Round Robin: Garden Snobbery

By Rob Proctor
Published on November 3, 2008

Denver, Colorado–The world of plants is so enormous that we can spend a lifetime discovering it. I go from passion to passion weekly, but some gardeners go far beyond mere enthusiasm. Take the woman in line behind me at a nursery recently who inspected my cartload of purchases and congratulated me on buying some ornamental grasses and herbs, implying that anyone who didn’t grow them was a philistine.

Yes, even in the genteel sport of gardening, prejudice is rampant. Some of us look down our very long noses at those who do not hold the same high esteem for a plant that we happen to love dearly. We deride them for growing something else or for not being as horticulturally advanced as we. It’s snobbery: anyone who doesn’t know better than to grow petunias is pond scum. (That’s not true, of course: only people who grow scarlet salvias are pond scum.)
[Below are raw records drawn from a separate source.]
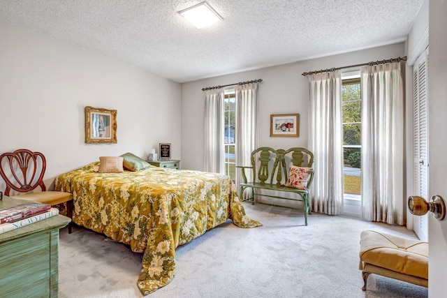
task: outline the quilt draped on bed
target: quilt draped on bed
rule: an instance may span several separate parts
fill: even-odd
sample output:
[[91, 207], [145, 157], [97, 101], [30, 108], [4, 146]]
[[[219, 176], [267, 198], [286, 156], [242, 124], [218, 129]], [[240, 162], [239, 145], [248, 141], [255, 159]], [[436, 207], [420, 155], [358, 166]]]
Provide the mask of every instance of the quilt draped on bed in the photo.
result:
[[149, 167], [98, 173], [92, 163], [56, 178], [56, 191], [71, 193], [73, 221], [144, 253], [138, 288], [144, 295], [174, 277], [175, 248], [231, 219], [241, 228], [262, 225], [249, 218], [228, 176]]

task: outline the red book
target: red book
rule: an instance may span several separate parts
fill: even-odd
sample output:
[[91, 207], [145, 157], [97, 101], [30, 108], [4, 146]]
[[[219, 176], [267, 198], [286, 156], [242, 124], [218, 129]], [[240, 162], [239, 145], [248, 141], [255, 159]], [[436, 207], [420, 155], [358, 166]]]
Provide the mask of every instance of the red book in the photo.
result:
[[0, 224], [17, 221], [48, 211], [50, 208], [51, 208], [51, 205], [49, 204], [30, 202], [0, 209]]

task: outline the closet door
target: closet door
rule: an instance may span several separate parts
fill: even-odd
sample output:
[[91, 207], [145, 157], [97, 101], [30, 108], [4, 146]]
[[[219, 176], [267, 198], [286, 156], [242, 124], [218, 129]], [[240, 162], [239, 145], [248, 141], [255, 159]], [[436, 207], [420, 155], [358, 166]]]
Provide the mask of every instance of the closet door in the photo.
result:
[[[413, 66], [414, 106], [414, 188], [416, 195], [428, 200], [428, 48]], [[430, 212], [429, 212], [430, 213]], [[413, 216], [414, 232], [422, 241], [428, 241], [428, 213]]]

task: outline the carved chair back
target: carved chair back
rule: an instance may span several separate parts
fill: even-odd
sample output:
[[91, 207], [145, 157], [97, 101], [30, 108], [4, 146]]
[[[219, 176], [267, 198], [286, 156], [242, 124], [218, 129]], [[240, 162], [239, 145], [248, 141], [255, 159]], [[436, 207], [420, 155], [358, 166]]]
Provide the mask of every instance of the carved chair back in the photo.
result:
[[[251, 162], [255, 182], [281, 185], [287, 181], [290, 165], [312, 167], [314, 154], [302, 147], [287, 150], [260, 147], [251, 152]], [[309, 182], [310, 185], [312, 180]]]
[[46, 165], [45, 156], [41, 152], [21, 149], [1, 154], [0, 174], [6, 184], [5, 195], [10, 195], [11, 189], [27, 193], [39, 186], [42, 191], [45, 191], [43, 175]]

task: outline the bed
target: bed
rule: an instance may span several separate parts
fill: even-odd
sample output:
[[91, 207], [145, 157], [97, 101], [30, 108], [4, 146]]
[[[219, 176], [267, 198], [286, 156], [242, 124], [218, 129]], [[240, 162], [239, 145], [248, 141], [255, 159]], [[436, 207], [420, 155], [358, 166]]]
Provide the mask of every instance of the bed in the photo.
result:
[[73, 194], [75, 223], [144, 253], [137, 281], [143, 295], [173, 280], [177, 246], [228, 219], [261, 225], [246, 216], [228, 176], [155, 166], [101, 173], [99, 165], [59, 175], [54, 190]]

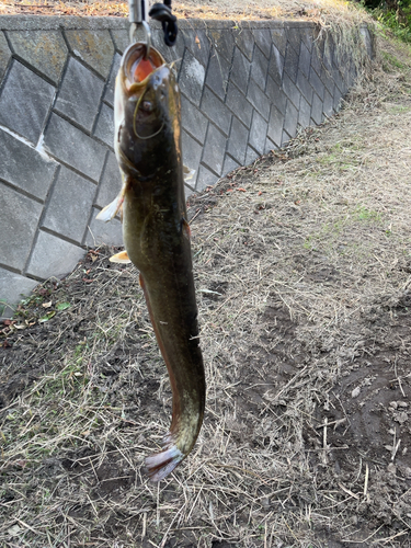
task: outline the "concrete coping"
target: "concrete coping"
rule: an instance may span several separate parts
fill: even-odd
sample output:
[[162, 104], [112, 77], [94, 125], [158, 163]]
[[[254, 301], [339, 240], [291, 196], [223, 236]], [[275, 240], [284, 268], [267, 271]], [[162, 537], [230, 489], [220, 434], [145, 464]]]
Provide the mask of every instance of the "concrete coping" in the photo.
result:
[[[128, 30], [129, 23], [126, 18], [94, 18], [94, 16], [73, 16], [73, 15], [0, 15], [1, 31], [57, 31], [66, 30]], [[150, 21], [150, 26], [161, 28], [161, 24]], [[229, 21], [214, 19], [179, 19], [180, 28], [293, 28], [318, 26], [310, 21]]]

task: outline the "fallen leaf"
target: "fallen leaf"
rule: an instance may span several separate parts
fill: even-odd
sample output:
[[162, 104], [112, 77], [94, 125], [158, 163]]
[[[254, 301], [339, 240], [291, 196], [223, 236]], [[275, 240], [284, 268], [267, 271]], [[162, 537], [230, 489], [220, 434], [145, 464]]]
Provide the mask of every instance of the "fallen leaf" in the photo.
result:
[[38, 320], [38, 323], [44, 323], [45, 321], [48, 321], [53, 318], [53, 316], [56, 316], [56, 311], [55, 310], [52, 310], [49, 312], [46, 313], [46, 316], [43, 316], [43, 318], [41, 318]]
[[70, 308], [70, 302], [58, 302], [56, 308], [57, 310], [67, 310], [67, 308]]

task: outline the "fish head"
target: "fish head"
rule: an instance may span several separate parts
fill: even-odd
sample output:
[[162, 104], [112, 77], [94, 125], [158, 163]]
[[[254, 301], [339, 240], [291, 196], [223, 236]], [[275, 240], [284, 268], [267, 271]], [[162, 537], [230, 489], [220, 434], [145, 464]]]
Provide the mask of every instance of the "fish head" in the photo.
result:
[[[121, 169], [149, 179], [159, 161], [181, 156], [180, 92], [174, 70], [146, 44], [125, 52], [115, 89], [115, 151]], [[160, 161], [163, 164], [162, 161]]]

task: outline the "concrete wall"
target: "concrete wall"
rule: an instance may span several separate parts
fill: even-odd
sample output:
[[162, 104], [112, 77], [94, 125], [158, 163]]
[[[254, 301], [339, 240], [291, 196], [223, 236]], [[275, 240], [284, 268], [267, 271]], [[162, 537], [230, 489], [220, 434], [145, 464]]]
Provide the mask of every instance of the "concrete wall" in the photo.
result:
[[[350, 52], [312, 23], [180, 21], [187, 194], [282, 147], [298, 127], [339, 110], [353, 58], [372, 55], [366, 27]], [[114, 80], [128, 23], [114, 18], [0, 16], [0, 298], [14, 304], [70, 272], [87, 246], [121, 244], [121, 225], [95, 221], [118, 192]], [[0, 310], [1, 313], [1, 310]], [[12, 313], [8, 307], [3, 312]]]

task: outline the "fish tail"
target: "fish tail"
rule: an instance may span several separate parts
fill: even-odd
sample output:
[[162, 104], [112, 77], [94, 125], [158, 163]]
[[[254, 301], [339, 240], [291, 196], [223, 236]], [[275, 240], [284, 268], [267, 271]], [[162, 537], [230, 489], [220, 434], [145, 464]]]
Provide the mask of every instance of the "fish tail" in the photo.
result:
[[171, 434], [162, 442], [163, 450], [146, 458], [147, 475], [151, 481], [161, 481], [184, 459]]

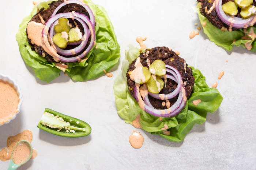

I have to admit that one summer long ago, I grew some scarlet salvias myself, and I discovered that I didn’t enjoy them. But many of the plants that I continue to grow and enjoy are also quite common. My friend Steve calls them “grocery store plants” because they can be found every spring in six-packs in front of every supermarket and discount store across the land. I’m glad that people grow and tend these plants, and I hope that they will find such pleasure in doing so that they will want to learn more about plants. It’s not necessary to aspire to ever higher plateaus of knowledge and artistry–not everyone can (or should) be a Gertrude Jekyll. After all, I never got beyond geometry in mathematics, my carpentry skills are elementary (although I still possess all my fingers), my bridge game is worse, and my ballroom dancing is strictly dismal. I’m comfortable with the fact that I don’t intend to get much better at any of those pursuits, so why do I make fun of those who don’t excel in something I do? Must gardeners constantly measure their worth by what others do? Perhaps. In judging others, we see how far we’ve come. And maybe, deep inside, we actually still love those purple petunias and scarlet salvias.